BİRGÜL TEKÇE | KARAR
Araştırmacı Yazar Hüseyin Raşit Yılmaz, İyi Parti’nin Uygur Türkleri Raporu’nu KARAR TV'de açıkladı. Çin'in Uygur Türklerine uyguladığı şiddeti anlatan Yılmaz, özellikle kadınların sistematik cinsel tacize, işkenceye ve cebri kısırlaştırmaya maruz kaldığını belirtti.

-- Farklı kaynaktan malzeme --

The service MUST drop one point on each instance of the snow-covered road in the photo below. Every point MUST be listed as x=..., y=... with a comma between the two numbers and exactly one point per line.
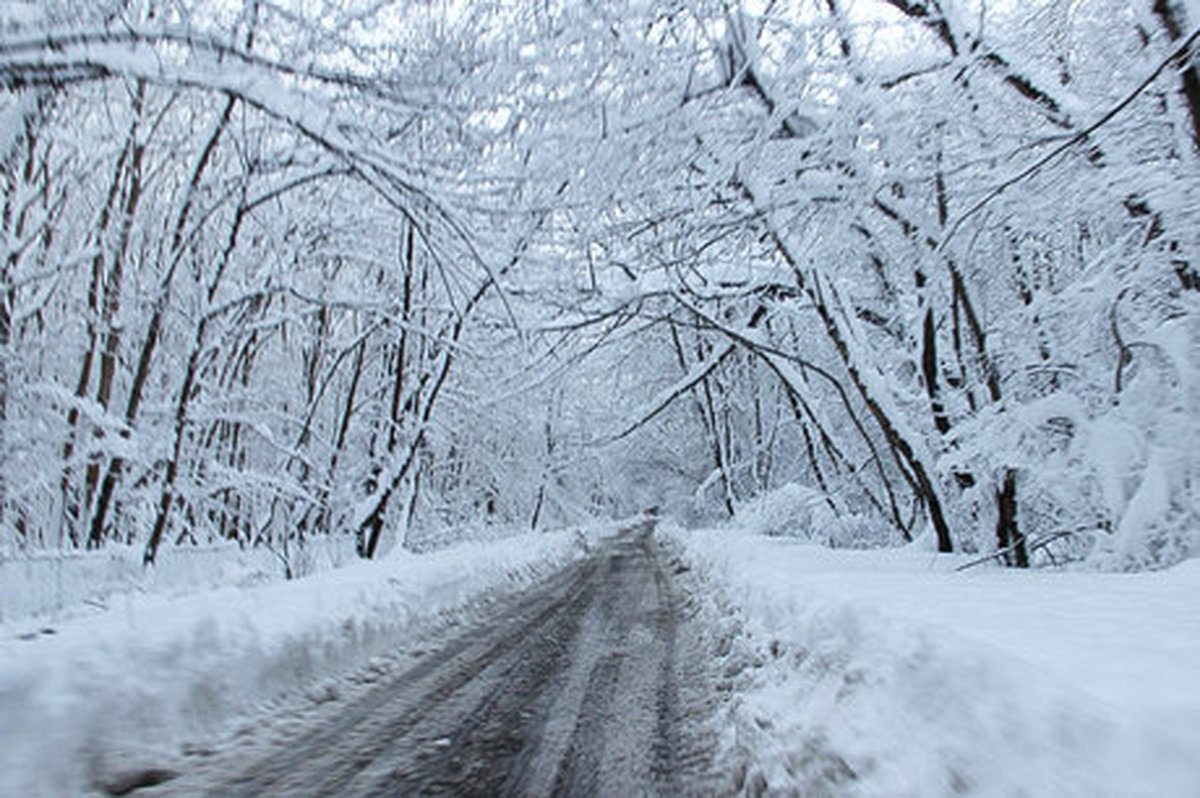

KAMPLARINDA TUTULAN İNSAN SAYISI 7 MİLYONU AŞKIN
Uygur Türklerinin sesi olmak ve Doğu Türkistan’ın gerçeklerini tüm dünyaya duyurmak için hazırlanan, Çin Uygur Özerk Bölgesi İnsan Hakları Raporu UyghurReport web sitesinde yayınlandı. Çin Uygur İnsan Hakları Raporu'nu hazırlayan ekibin başkanı olan Hüseyin Raşit Yılmaz raporun detaylarını anlattı:
''Çin Komünist ideolojisi insanı bir mamul olarak görüyor, fabrika tezgahına koyuyor. Fabrikada bir mamul ham madde nasıl işleniyorsa insan malzemesini de cebren bir mamul gibi işliyor. Trajik bir tabloyla karşılaşıyoruz. 1940'lı yıllara kadar uzanan bir hikayesi var ama özellikle bunun mezalim boyutuna varması Cinping'le oldu. Toplama kampları, bir kuşak bir yol projesi Uygur bölgesinden kara vasıtasıyla çıkacağı için o bölgeyi Çinlileştirmek için hız verilen, 2014 sonrası bir proje olarak karşımıza çıkıyor'' ifadelerini kullanan Yılmaz sözlerini şunları ekledi:
''Biz 2014 yılından itibaren toplama kamplarında tutulan insan sayısının 7 milyonu aşkın olduğunu düşünüyoruz. Onlar şöyle düşünüyorlar 6 ayda ıslah edilebilecekler, 16 senede ıslah edilebilecekler, ömür boyu kalması iktiza edenler diye ama bir giriş çıkış bir sirkülasyon var. Tek seferde an itibariyle 3 milyona aşkın insanın bu toplama kamplarında tutulabildiğini düşünüyoruz. Bu inanılmaz bir şey. Burası yekpare homojen her yerde aynı şeylerin yapıldığı yerler değil. 500 bine aşkın ağırlıkla Uygur çocuklarının olduğu çocuk kamplarından, konvansiyonel manada hapishanelerden, toplama kamplarına, geçici gözetim merkezlerinden ve köle işçilik merkezlerinden yani zorunlu işçiliğin olduğu büyük fabrika komplekslerinden bahsediyoruz. Temelde 5 kategorisi var.''
RAPOR NASIL HAZIRLANDI?
Çalışmalar esnasında 12 ülkeden 53 farklı isimle 70 saati aşkın video kaydı olan mülakatlar gerçekleştirdiklerini belirten Yılmaz, ''Bizi de psikolojik açıdan çok zorlayan bir süreç oldu. Çok ağır travmalar yaşayan insanlar vardı. Sekizi Çin'deki kamplarda ve hapishanelerde bulunan insanlar. İkisi 2014 öncesine ait altı tanesi de 2014 sonrası kalmış ve bir şekilde kurtulmuş insanlardı. Bunların çoğu da çift vatandaşlı, başka ülke vatandaşı olduğu için ülkelerinin diplomatik çabası sonrası kurtulanlar'' dedi.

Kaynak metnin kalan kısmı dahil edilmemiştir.